Until this year, my first year teaching abroad, I don’t think I totally understood the value of having a good support system – a network of people who care about you and see the best in you, even when you can’t see it yourself.
I left my home country of Canada alone for a number of reasons. One: because it can be nearly impossible to find a full-time teaching position where I was living. Two: I acquired, like many graduates, quite a hefty amount of student loans to be paid off. And three: to venture out, explore, and experience a new place and culture. While I found myself beginning to fulfill all of these facets, I also discovered the hardships that can arise in unforeseen circumstances. Some of these include having no access to Internet in my place of residence for three months, restricting my ability to stay connected to family and friends. And, a working environment so different from anything known at home it creates a kind of internal conflict that might only be described as unsettling. The bottom line is, life brings us to unexpected places and, for better or worse, sometimes these places can be challenging to say the least.
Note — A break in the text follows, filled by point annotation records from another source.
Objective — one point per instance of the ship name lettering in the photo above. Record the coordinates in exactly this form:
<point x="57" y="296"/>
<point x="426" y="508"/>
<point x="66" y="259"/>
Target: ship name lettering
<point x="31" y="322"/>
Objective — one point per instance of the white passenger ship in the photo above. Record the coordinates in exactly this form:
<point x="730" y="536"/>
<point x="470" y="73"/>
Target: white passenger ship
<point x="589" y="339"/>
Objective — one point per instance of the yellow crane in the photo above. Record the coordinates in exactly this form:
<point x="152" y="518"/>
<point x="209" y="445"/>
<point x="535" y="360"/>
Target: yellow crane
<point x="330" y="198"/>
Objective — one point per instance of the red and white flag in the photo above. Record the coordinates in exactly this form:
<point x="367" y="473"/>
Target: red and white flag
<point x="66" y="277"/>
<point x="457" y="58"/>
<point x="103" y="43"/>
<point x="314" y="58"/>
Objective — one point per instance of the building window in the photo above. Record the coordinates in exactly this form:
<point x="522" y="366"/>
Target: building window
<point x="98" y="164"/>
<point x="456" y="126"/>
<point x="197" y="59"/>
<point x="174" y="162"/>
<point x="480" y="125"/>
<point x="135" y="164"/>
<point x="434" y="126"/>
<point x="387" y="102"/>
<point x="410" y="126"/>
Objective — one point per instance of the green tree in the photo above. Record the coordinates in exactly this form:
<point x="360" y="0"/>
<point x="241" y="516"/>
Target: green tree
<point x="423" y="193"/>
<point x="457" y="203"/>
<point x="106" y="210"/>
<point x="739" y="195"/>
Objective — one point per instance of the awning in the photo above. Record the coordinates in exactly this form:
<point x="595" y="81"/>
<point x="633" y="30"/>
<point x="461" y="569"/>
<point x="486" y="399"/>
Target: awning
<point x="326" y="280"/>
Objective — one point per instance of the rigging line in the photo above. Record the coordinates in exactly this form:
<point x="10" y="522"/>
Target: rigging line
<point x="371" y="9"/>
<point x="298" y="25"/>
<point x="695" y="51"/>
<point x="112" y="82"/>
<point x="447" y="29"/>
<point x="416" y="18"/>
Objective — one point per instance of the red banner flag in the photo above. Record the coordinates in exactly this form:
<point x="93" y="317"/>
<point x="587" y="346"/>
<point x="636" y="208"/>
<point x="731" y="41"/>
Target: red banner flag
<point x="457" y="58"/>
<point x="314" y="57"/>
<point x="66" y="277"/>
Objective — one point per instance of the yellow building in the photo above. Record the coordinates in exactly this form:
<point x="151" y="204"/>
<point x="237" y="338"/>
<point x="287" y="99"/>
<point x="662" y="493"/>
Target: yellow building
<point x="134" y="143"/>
Not having planned to return home over the Christmas holiday (because I needed to save money), a plane ticket home for this two-week break turned into a must. After feeling so detached from the people in my life that I had, over the years, formed sacred bonds with and the people I have known since birth, I just knew in my soul that I would not be able to continue until the end of the academic year without reconnecting with them.
The ten days that I spent with my family and friends was a complete re-grounding and rejuvenation of my being. I felt whole again after feeling unhinged. And almost immediately regained my momentum and my drive.
Here’s where I link all of this back to skating, or any sport for that matter. While training and setting out to accomplish new goals, there are going to be bumps, bruises, and unexpected falls - sometimes, BIG falls. And those drops will at times lead to questioning your ability, your talent, your choices, etc. And when those moments hit (because they will, because life does this) one of the best tools you can have around is the support from people who are rooting for you.
I invite you to take a moment to identify your cheerleaders – your family, your friends, your coaches… Who is on your team? These are the people who will remind you of your greatness whether you win or lose. They have your back.
If you don’t feel like you have this kind of system in your life, first, take a good long look around, because there’s a good chance that you have more advocates than you thought. And if the number still seems slim, it’s never too late to start building a network. Make a list of all the people in your life that can be there to encourage you in any way. Knowing exactly which people are in your support circle gives you more resources when you need them, serves as extra motivation, and reminds you that you’re not alone - whether the moment’s positive or negative. Having a support system is equally important for your highs. Because there’s really nothing better than celebrating your successes with those you love.